Life is often difficult, unfair, and disappointing for each of us. I firmly believe that if anything is going to allow us to improve our lives, it is compassion. For me, that means putting myself aside and trying to understand others. Once we understand, forgiveness is often possible. This includes compassion for ourselves. That does not mean that we condone actions, just that understanding is necessary for correction, change, and redemption.

Compassion is especially important around children. It not only makes their lives better and happier, it also makes for an emotionally supportive environment. That environment allows them to grow into better people.

My basic advice to other parents is this. Compassion begins with putting aside your needs, your emotions, your desire for a different world. As the Buddhists say, "Comparisons are odious". Look at your current children, your current situation. Understand it, and make it better. Do this with as little regard for yourself as you can manage. You have a lot to juggle and a lot of responsibilities. Sometimes when the toddler is screaming, you just have to tend to business and drive the car. Remember, you are the least important person in the room.

Wednesday, April 1, 2020

Shower Thoughts

You may start to think I'm a little obsessed with showers, but in fact I'm a little obsessed with everything.
Showers are a small protected space in the day. The requirements are simple as is the activity. You walk into the shower and a few minutes later you walk out warm, wet, happy, and cleaner. The act of washing is simple and repetitive. It requires very little thought, which clears the way for everything else. Showers put the lie to any notion that I am a single unified self. There are multitudes inside me.
Take this morning. I have been playing a lot of music and it is common for me to sing in the bathroom and shower. This morning I was singing "Summertime", the same verse over and over, but a jazzy scat version with lots of embellishment and some pushing of the harmony. As with much bathroom singing I thought I was doing a pretty good job of it and part of my mind started wandering to think about what it would be like to give a regular short weekly concert, maybe a half hour or so, at a very nice concert venue at Colorado State University. I would love to do this, but the University is quite closed off.
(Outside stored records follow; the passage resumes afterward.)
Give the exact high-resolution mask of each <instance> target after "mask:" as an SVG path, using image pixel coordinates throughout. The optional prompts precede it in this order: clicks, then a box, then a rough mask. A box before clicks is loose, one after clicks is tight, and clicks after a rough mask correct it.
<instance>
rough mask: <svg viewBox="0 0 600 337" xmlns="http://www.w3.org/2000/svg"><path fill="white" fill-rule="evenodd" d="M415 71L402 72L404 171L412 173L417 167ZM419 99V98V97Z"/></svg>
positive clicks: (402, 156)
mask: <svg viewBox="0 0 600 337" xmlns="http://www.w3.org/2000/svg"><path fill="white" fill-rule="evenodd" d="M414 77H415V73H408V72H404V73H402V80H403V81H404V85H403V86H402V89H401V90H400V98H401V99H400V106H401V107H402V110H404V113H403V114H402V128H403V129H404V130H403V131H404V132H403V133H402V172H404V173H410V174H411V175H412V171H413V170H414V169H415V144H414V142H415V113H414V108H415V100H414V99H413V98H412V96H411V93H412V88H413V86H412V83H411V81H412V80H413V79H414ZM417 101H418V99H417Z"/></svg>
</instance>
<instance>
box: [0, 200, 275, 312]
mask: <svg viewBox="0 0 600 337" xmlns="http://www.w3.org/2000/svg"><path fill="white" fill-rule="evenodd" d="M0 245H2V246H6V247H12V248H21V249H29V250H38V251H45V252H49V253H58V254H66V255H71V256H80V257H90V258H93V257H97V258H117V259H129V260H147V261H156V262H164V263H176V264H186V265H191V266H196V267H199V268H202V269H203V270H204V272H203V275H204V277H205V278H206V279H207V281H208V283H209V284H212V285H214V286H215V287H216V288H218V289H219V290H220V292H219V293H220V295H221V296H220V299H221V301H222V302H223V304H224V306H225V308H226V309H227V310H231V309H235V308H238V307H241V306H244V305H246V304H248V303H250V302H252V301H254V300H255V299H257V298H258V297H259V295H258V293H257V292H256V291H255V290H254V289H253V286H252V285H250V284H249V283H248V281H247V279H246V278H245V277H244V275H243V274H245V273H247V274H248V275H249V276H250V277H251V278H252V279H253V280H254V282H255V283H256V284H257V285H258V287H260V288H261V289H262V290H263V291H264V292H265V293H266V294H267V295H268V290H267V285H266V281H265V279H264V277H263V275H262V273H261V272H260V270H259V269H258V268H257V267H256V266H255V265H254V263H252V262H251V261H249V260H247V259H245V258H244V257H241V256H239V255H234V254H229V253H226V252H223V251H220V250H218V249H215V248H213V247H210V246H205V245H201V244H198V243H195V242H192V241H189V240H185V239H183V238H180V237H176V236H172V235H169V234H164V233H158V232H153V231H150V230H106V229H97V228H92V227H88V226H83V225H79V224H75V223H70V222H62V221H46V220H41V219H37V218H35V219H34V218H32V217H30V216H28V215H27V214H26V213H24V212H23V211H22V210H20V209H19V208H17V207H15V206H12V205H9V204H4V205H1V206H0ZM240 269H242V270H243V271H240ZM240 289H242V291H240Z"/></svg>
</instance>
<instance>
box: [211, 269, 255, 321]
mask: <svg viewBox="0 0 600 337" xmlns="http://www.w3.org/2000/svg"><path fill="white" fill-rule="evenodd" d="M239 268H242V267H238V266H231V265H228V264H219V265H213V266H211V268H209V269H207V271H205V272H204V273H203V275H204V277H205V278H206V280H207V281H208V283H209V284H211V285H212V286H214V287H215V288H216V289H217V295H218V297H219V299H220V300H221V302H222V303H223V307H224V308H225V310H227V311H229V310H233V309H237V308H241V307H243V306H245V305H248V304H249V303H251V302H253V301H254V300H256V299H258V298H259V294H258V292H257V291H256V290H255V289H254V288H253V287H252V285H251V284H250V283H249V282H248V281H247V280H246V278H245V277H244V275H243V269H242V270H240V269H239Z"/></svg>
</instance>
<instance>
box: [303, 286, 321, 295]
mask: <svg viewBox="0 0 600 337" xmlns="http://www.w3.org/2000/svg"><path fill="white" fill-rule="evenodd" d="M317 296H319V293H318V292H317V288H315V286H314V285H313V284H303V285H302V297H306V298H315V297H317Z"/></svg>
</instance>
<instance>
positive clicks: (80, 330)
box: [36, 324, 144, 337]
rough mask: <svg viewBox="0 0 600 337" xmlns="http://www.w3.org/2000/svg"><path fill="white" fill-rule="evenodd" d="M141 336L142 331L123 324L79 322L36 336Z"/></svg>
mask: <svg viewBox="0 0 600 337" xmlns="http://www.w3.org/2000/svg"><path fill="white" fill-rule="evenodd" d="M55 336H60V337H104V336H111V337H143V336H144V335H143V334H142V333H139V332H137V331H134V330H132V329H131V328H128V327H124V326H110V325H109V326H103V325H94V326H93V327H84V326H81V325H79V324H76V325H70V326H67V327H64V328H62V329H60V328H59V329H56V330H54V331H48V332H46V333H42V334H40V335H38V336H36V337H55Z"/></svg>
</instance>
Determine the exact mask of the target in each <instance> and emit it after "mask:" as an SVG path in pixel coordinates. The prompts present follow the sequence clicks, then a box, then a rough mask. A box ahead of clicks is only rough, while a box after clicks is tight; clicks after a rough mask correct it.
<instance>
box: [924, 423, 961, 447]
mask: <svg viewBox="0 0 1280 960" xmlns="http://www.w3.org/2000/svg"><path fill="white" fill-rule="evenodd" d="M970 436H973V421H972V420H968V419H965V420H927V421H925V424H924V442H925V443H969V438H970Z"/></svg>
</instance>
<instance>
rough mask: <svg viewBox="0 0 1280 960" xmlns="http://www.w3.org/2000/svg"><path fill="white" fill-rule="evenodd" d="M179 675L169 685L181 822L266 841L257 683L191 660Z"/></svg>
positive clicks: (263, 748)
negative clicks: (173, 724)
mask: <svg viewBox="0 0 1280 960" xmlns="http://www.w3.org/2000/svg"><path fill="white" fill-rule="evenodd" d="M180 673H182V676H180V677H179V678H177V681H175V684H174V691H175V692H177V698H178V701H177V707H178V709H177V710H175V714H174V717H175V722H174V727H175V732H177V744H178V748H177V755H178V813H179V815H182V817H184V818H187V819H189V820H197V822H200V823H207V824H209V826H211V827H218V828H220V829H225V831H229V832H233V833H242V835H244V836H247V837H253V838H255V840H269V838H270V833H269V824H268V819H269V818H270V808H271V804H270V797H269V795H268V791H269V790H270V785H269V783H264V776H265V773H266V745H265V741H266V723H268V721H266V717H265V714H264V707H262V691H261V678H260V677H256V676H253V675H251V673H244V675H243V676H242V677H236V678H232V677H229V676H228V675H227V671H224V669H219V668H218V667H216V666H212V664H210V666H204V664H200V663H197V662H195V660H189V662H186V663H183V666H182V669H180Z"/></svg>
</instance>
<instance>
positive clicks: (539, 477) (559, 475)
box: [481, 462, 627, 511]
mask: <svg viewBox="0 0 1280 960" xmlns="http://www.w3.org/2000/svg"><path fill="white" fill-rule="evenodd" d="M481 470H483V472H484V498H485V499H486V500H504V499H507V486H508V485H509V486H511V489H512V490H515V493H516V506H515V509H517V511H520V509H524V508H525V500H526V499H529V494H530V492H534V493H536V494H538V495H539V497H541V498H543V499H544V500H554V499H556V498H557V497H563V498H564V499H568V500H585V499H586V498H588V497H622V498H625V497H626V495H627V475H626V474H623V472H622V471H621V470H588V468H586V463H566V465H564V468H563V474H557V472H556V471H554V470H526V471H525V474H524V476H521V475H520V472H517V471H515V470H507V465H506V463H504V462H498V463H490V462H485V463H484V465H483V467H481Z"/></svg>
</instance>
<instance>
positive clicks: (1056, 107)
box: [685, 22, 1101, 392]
I've pursued ways to work with the music school, but there are roadblocks and nothing has panned out. It would be really nice to bring in other musicians I have been playing with for this little non-existent concert. Oooh, for a long time I have thought it would be nice to find a reasonably accomplished tabla player to improvise with -- and flute/tabla music starts running through my head in along with "Summertime".
All this is going through my head as I am singing, taking off my robe, adjusting water temperature, and climbing in to the shower. After a minute enjoying the warm water, I stop singing. For the rest of the shower, and even now, "Summertime" is still floating through my head. It is a little musical background to everything else I am thinking and doing, but my mind moves over to thinking about this multi-processing going on and how I find it an interesting story, maybe I should write it up. Meanwhile I'm rinsing my little mesh body scrubber, washing my hair and starting to lather up. The lack of musical venues for me is running through my head as I re-imagine various schemes that I may or may not work on to secure spots and I'm idly thinking of pieces for these little short concerts. This is at the same time, I'm observing this mix of events and "Summertime" is still there, with variations, running through my head.
Is it any wonder that sometimes after having been in the shower for five minutes, I honestly cannot remember whether I have washed my hair or not?